Modyfikowaniem komercyjnego oprogramowania zajmują się także całe grupy użytkowników Internetu, którzy decydują się na współpracę w celu stworzenia darmowych rozwiązań do wykorzystania przez wszystkich zainteresowanych. Powszechnym zjawiskiem jest Crowdsourcing, czyli społecznościowe tworzenie projektów. Użytkownicy indywidualni działają wspólnie, by np. modyfikować już istniejące oprogramowanie, dostosowując je do swoich potrzeb. Projekty są nie tylko budowane, ale także współfinansowane przez grupę odbiorców. Wartość różnych inicjatyw na świecie opłacanych w tym modelu, crowdfundingu, wyniosła w 2012 r. według Massolution 2806 mln USD. W największym serwisie tego typu, KickStarterze, o sponsorowanie starało się ok. 73 tys. firm. Z danych polskich mediów wynika, że w kraju takie portale zebrały już ok. 6 mln zł.
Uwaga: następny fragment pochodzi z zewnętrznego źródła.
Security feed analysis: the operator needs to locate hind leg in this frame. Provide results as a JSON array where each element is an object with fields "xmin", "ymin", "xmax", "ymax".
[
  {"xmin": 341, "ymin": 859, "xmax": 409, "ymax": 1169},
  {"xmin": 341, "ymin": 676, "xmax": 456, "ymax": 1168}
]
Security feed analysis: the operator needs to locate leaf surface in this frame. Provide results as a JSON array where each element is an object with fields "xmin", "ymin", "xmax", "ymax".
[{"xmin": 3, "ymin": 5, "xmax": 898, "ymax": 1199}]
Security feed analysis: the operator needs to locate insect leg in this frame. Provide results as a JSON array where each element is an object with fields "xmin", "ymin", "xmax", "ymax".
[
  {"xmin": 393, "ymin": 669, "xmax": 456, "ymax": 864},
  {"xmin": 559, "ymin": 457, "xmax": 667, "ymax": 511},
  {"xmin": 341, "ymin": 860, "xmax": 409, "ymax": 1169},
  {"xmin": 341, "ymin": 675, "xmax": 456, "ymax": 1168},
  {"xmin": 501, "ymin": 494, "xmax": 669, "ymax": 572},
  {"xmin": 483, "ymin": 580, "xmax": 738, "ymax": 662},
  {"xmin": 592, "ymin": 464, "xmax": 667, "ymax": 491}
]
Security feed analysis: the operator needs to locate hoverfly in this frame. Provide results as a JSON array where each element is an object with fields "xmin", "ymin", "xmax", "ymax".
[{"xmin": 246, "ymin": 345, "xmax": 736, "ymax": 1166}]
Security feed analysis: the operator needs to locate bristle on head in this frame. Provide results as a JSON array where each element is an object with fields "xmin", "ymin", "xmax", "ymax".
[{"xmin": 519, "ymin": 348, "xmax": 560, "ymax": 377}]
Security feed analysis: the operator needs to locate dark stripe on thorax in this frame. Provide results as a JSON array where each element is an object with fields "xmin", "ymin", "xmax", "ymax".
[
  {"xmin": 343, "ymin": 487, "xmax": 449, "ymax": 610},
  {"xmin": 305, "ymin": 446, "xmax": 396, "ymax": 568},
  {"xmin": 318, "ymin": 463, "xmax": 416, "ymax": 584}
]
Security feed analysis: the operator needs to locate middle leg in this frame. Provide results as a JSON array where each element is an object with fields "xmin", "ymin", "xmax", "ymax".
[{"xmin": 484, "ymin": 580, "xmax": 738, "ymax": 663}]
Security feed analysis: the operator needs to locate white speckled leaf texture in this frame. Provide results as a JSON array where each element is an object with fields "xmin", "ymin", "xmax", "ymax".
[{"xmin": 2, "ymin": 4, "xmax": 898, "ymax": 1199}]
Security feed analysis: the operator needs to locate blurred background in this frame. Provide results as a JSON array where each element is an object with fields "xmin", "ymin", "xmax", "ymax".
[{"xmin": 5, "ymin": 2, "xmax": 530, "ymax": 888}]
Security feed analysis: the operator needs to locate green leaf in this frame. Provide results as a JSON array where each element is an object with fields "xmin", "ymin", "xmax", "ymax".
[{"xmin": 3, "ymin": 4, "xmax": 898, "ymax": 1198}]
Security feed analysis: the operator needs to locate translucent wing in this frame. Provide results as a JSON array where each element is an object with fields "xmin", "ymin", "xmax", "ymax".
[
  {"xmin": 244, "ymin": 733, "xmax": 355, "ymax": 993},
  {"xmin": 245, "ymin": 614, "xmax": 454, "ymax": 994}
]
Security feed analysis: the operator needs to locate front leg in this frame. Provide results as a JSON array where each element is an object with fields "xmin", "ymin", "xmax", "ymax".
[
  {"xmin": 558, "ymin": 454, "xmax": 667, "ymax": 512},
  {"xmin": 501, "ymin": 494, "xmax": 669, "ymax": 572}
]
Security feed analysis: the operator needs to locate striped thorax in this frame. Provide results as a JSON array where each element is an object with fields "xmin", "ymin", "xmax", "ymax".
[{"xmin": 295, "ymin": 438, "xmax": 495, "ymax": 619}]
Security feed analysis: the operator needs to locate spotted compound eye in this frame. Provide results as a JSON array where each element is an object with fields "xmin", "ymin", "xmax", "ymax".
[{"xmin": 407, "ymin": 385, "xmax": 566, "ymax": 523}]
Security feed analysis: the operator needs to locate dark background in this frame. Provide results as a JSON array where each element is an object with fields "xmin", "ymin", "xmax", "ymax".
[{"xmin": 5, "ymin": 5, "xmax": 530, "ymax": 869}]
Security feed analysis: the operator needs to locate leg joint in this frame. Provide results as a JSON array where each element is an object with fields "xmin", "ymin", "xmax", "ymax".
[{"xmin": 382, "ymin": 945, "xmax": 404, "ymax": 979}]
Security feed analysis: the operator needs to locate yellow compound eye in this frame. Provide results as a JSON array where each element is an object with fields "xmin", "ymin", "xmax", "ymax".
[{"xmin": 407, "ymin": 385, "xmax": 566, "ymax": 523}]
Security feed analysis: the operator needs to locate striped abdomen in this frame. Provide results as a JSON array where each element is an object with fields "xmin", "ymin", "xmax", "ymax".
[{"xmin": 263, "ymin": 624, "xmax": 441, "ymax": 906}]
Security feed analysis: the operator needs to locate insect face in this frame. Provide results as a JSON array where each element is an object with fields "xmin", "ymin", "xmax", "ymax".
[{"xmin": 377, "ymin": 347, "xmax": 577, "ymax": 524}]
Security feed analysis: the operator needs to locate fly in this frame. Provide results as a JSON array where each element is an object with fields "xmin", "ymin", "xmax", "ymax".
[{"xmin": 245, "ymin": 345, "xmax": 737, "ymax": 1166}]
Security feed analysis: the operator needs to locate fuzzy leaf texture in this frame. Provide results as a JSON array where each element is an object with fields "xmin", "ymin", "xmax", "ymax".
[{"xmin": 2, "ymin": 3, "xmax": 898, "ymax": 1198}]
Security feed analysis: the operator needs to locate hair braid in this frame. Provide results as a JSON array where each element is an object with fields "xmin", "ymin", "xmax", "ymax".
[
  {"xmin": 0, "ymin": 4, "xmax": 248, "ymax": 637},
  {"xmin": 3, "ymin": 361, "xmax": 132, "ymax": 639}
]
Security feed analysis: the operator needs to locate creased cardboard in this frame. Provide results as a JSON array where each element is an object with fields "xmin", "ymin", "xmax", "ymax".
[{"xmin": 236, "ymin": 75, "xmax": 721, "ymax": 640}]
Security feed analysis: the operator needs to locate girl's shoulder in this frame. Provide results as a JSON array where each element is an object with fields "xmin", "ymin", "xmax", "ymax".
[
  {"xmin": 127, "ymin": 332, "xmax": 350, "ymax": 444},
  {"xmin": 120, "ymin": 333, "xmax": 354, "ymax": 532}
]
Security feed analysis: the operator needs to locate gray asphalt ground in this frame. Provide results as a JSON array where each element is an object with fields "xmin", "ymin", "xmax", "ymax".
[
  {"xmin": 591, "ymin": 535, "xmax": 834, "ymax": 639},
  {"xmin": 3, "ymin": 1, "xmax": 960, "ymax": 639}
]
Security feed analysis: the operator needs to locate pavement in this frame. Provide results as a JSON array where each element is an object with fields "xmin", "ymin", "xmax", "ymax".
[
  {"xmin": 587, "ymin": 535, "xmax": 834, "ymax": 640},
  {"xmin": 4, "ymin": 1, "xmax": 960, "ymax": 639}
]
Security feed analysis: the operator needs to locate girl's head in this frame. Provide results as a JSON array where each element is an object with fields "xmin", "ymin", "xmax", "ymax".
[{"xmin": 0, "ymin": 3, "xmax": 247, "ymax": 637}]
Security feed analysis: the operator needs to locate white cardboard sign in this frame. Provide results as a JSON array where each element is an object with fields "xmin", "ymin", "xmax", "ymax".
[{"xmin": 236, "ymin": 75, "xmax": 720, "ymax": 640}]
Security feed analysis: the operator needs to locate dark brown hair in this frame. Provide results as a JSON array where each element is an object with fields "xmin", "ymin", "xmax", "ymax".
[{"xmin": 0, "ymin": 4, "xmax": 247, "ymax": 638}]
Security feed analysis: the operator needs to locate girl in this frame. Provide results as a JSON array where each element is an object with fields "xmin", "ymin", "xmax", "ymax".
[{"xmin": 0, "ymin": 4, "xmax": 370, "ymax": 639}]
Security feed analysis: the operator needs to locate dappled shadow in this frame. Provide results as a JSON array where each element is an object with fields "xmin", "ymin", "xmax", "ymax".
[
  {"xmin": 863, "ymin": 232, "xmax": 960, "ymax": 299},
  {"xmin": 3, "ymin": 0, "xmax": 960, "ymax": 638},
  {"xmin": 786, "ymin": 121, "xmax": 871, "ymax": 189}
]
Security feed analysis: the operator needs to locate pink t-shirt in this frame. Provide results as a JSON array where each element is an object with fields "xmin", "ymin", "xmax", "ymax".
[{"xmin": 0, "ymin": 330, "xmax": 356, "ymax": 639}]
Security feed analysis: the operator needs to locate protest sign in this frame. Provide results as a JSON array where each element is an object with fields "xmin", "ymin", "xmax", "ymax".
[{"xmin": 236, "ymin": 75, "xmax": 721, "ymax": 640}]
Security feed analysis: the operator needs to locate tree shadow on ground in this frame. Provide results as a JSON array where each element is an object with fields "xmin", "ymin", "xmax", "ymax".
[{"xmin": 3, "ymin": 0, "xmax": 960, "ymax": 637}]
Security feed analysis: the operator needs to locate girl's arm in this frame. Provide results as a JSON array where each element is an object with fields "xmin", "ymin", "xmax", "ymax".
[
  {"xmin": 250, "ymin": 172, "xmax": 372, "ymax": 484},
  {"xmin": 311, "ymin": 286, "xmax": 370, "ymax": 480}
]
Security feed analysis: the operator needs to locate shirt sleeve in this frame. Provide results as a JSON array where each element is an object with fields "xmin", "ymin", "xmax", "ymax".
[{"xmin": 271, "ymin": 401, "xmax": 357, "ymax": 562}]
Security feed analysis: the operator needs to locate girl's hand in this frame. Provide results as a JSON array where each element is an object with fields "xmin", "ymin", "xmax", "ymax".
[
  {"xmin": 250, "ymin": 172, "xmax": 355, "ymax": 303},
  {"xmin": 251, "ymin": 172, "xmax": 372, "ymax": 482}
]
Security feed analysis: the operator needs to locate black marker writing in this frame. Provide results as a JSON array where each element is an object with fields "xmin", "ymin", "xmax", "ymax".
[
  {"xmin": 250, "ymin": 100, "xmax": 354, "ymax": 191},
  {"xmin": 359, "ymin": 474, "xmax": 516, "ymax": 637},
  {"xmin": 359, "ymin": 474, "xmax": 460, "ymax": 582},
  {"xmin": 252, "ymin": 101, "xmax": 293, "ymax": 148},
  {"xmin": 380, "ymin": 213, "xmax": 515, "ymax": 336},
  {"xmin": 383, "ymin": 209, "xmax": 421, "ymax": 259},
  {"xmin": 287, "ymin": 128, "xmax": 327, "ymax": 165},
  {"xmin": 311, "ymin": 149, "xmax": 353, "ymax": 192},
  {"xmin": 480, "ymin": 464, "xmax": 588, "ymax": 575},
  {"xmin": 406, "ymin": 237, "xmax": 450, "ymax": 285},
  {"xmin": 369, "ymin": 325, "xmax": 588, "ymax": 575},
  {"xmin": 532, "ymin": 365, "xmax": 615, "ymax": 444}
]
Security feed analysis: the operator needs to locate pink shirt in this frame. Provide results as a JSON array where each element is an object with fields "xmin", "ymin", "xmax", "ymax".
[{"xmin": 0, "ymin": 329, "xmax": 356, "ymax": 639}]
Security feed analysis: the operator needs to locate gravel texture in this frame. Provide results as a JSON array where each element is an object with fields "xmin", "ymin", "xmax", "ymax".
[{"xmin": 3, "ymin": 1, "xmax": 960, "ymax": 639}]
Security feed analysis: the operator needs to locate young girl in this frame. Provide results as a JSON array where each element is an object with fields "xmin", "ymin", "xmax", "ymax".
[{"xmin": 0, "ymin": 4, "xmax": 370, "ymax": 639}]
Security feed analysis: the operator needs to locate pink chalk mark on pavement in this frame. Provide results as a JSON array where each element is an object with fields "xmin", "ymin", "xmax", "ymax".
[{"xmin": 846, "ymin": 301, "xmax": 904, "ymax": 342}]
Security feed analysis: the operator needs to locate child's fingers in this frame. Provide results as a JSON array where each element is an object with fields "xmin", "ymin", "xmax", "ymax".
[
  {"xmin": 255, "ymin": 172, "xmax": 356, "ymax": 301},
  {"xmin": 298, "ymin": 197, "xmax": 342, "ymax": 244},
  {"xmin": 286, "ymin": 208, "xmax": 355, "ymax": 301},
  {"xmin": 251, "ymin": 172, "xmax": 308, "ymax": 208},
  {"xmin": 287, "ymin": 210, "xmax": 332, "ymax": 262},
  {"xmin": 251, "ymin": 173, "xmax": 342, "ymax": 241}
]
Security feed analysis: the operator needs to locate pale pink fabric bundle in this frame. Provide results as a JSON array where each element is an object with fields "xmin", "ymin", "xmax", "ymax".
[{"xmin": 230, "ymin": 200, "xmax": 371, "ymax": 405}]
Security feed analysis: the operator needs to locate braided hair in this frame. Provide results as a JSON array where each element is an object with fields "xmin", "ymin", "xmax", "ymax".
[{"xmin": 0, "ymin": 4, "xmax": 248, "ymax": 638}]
– Crowdsourcing wykorzystuje ogromny potencjał społeczności oraz współczesnych kanałów komunikacji. W dzisiejszych czasach nad rozwiązaniem jednego zadania czy problemu może pracować wiele osób w tym samym czasie i w różnych lokalizacjach, wzajemnie się inspirując i zachęcając się do działania – mówi Lena Kostylewa, współzałożycielka i Członek Zarządu Corton.pl, pierwszej i największej platformy projektowania społecznościowego w Polsce, za pośrednictwem której firmy z różnych sektorów ogłaszają konkursy na przygotowanie projektów materiałów marketingowych dla swoich organizacji.
Producenci masowego oprogramowania otwierają się już na niszowe sektory, takie jak np. branża tłumaczeniowa czy ogrodnictwo oraz przygotowują dedykowane oferty. Jednak trend polegający na generowaniu przez użytkowników własnego software’u lub nawet tworzeniu go od nowa ma szansę zyskać na popularności dzięki rosnącej potrzebie personalizowanych rozwiązań i bardziej proaktywnym postawom konsumenckim.